Aus dem Italienischen
von Karin Fleischanderl

 

 

Ein Kriminalroman

Oder wie eine römische Straßenbande beinahe die Macht in Italien übernahm

Romanzo Criminale – auf Deutsch: Kriminalroman heißt das Opus magnum des Richters Giancarlo de Cataldo. In Italien wurde das Epos über Aufstieg und Untergang einer römischen Gang zwei Mal verfilmt und erregte erhebliches Aufsehen. Doch was erzählt der knapp 600 eng bedruckte Seiten umfassende Klotz den deutschen Lesern?

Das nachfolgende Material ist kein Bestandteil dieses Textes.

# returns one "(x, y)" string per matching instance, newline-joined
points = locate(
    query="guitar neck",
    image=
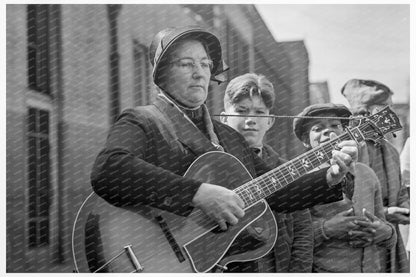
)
(280, 177)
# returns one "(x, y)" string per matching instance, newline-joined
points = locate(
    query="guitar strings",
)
(288, 116)
(268, 175)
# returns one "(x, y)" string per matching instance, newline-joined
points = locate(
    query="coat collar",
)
(185, 130)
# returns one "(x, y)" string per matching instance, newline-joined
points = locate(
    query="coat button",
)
(167, 201)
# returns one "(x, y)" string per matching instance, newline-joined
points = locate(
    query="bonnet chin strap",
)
(206, 117)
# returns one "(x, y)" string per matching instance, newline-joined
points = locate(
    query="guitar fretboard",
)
(280, 177)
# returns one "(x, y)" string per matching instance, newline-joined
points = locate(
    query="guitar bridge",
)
(135, 262)
(130, 254)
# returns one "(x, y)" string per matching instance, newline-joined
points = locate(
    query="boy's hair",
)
(249, 85)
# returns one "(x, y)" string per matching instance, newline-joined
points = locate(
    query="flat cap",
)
(299, 123)
(364, 93)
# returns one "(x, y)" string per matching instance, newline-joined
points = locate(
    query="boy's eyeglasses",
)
(188, 65)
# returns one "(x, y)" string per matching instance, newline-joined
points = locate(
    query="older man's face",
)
(319, 129)
(187, 77)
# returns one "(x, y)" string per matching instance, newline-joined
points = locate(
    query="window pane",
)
(44, 122)
(32, 234)
(44, 232)
(31, 120)
(32, 173)
(43, 192)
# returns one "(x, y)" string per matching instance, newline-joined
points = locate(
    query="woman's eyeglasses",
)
(188, 65)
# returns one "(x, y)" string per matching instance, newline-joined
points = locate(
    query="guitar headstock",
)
(374, 127)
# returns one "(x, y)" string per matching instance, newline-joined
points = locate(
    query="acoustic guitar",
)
(141, 238)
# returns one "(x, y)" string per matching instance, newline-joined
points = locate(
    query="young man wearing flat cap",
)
(149, 149)
(347, 233)
(367, 97)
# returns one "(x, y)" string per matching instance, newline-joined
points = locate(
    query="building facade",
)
(71, 69)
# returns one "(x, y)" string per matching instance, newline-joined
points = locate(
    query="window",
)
(39, 177)
(141, 75)
(238, 53)
(38, 47)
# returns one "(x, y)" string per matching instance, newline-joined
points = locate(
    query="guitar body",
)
(144, 239)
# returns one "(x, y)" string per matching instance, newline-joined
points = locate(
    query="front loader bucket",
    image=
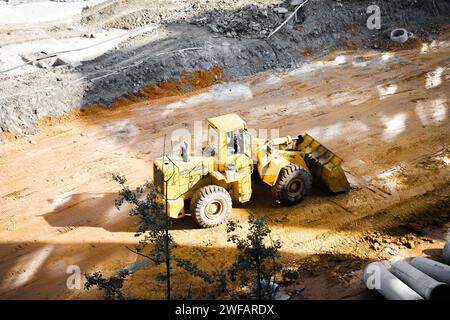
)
(324, 165)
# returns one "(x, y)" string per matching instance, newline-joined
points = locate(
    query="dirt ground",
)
(384, 112)
(160, 39)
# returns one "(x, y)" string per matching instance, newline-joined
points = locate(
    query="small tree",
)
(154, 225)
(256, 261)
(111, 287)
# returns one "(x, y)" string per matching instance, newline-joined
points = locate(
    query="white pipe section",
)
(377, 276)
(434, 269)
(423, 284)
(446, 252)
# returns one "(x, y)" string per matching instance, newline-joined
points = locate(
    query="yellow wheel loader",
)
(223, 173)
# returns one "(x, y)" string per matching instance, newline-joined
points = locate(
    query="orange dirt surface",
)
(385, 114)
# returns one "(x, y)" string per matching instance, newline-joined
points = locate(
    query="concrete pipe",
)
(434, 269)
(377, 276)
(446, 252)
(423, 284)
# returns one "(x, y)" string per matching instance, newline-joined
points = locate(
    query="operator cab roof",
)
(228, 122)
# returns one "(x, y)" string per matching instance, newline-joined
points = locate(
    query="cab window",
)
(235, 142)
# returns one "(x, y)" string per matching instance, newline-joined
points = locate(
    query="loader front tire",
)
(292, 185)
(210, 206)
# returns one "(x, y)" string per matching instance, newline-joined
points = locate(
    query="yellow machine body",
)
(228, 160)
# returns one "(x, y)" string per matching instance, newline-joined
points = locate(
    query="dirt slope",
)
(385, 114)
(192, 35)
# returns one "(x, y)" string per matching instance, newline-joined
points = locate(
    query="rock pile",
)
(250, 22)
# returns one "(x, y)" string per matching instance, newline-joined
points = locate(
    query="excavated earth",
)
(185, 36)
(383, 109)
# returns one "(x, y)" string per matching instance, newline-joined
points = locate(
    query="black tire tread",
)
(201, 195)
(286, 174)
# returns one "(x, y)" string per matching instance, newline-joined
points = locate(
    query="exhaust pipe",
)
(423, 284)
(446, 253)
(378, 277)
(185, 152)
(434, 269)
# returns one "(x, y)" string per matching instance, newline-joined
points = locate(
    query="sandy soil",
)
(385, 114)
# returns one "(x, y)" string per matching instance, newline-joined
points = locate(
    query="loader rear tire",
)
(210, 206)
(293, 184)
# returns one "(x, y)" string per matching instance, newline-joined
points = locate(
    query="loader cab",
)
(229, 142)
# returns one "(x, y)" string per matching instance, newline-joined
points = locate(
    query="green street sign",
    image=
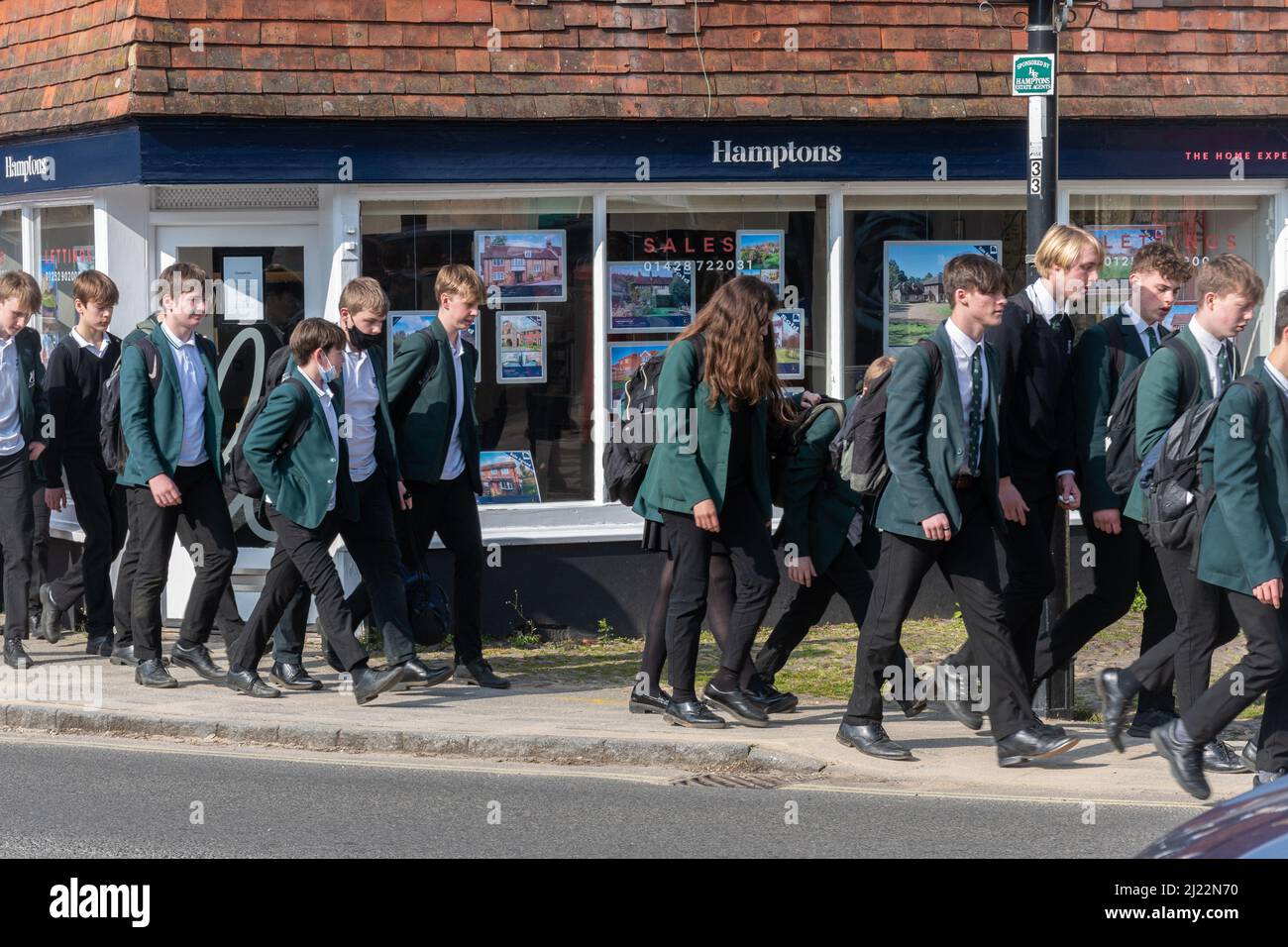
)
(1033, 73)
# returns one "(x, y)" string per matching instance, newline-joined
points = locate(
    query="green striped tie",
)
(977, 408)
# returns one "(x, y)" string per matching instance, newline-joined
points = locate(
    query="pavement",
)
(585, 727)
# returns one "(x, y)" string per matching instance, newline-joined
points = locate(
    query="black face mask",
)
(360, 341)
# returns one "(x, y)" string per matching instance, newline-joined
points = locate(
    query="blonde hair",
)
(1229, 273)
(1063, 245)
(876, 369)
(22, 285)
(456, 278)
(364, 294)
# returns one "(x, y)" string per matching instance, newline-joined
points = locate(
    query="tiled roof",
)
(65, 63)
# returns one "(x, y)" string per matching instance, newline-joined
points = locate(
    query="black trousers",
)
(16, 532)
(101, 513)
(969, 564)
(1029, 571)
(301, 556)
(204, 514)
(745, 536)
(1122, 562)
(374, 547)
(450, 509)
(845, 577)
(227, 617)
(1205, 621)
(1260, 672)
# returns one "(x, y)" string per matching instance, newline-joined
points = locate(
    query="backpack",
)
(111, 436)
(237, 474)
(787, 444)
(1122, 464)
(1171, 475)
(858, 449)
(407, 398)
(630, 447)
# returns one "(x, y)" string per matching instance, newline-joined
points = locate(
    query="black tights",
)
(720, 594)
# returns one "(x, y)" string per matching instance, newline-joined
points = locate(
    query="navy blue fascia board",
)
(107, 155)
(227, 151)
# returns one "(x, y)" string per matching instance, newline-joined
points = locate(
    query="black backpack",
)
(858, 449)
(237, 474)
(787, 444)
(1176, 500)
(626, 455)
(1122, 464)
(111, 436)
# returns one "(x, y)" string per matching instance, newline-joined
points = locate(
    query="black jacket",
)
(1035, 401)
(73, 381)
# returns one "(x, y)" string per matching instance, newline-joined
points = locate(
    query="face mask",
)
(329, 372)
(360, 341)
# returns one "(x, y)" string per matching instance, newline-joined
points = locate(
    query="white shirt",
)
(11, 416)
(455, 463)
(1211, 346)
(323, 393)
(964, 350)
(192, 385)
(1142, 329)
(361, 399)
(101, 350)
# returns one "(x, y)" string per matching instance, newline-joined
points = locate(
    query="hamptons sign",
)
(1033, 73)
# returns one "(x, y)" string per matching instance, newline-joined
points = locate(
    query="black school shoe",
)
(480, 673)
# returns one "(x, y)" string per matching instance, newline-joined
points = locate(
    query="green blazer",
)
(681, 476)
(819, 504)
(1158, 405)
(33, 403)
(299, 482)
(424, 433)
(922, 463)
(154, 423)
(1245, 530)
(1095, 385)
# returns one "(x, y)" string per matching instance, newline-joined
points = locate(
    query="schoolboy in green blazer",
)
(310, 499)
(831, 544)
(22, 411)
(940, 506)
(172, 474)
(1106, 355)
(1229, 291)
(432, 394)
(1241, 553)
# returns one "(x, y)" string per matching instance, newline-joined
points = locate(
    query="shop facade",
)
(597, 241)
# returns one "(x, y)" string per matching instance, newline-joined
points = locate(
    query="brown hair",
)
(314, 334)
(1166, 261)
(95, 287)
(1061, 247)
(22, 285)
(973, 272)
(739, 364)
(1229, 273)
(876, 369)
(364, 294)
(456, 278)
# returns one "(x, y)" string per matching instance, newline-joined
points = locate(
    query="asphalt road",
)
(67, 797)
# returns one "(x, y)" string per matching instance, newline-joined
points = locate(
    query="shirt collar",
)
(174, 342)
(961, 342)
(1206, 341)
(323, 392)
(1276, 376)
(1044, 302)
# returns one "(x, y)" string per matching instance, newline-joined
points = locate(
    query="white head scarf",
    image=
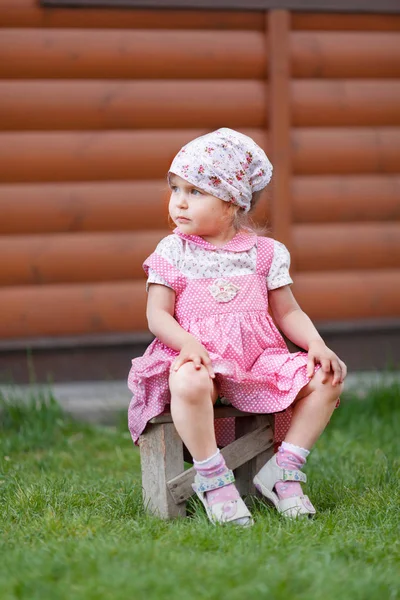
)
(226, 164)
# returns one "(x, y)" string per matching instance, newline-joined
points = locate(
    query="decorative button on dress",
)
(222, 300)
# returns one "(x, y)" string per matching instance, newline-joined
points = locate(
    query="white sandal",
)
(265, 480)
(222, 512)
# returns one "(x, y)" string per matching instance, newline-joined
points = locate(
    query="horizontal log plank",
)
(346, 246)
(346, 295)
(94, 156)
(330, 198)
(342, 22)
(319, 103)
(151, 54)
(325, 151)
(64, 105)
(117, 256)
(220, 412)
(75, 257)
(84, 206)
(236, 454)
(90, 206)
(345, 54)
(76, 156)
(140, 54)
(28, 13)
(75, 309)
(59, 310)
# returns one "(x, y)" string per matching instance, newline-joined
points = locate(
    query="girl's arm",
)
(161, 322)
(298, 327)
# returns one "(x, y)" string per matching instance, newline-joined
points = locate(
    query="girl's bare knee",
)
(329, 391)
(190, 384)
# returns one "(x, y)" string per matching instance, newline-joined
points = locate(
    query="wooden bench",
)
(167, 486)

In keinem europäischen Land – und vermutlich nur in wenigen anderen auf der Welt – ist das Yin Yang zwischen Staat und Verbrechen so ausbalanciert wie in Italien. Verbrechen und Staat sind nur als Prinzipien einander entgegengesetzt. Strukturell gleichen sie sich und gehen ineinander über. Nur gemeinsam setzen sie den Kreis in Bewegung, der sie einschließt. Ohne Staat kein Verbrechen – das ist ein Satz, der in Italien eine spezifische Ausprägung erhält. Dieser spezifischen Ausprägung geht seit jeher die Literatur über die Mafia nach. Auch der "Romanzo Criminale", an dem der Richter Giancarlo de Cataldo sechs Jahre lange gearbeitet hat. Irgendwann in den neunziger Jahren ist der Richter am Apellationsgericht auf Akten und auch auf einen Überlebenden der Magliana-Bande gestoßen, der als Kronzeuge im Gefängnis saß. Aus Akten, weiteren Dokumenten und Zeugenvernehmungen hat de Cataldo diesen Kriminalroman konstruiert. Entstanden ist ein Monstrum von beinahe 600 eng bedruckten Seiten (bei einem normalen Satzspiegel hätte es vermutlich 300 Seiten mehr), weit über 60 Figuren und etwa 12 Hauptfiguren. De Cataldo beschreibt den Aufstieg einer Gruppe jugendlicher Strauchdiebe.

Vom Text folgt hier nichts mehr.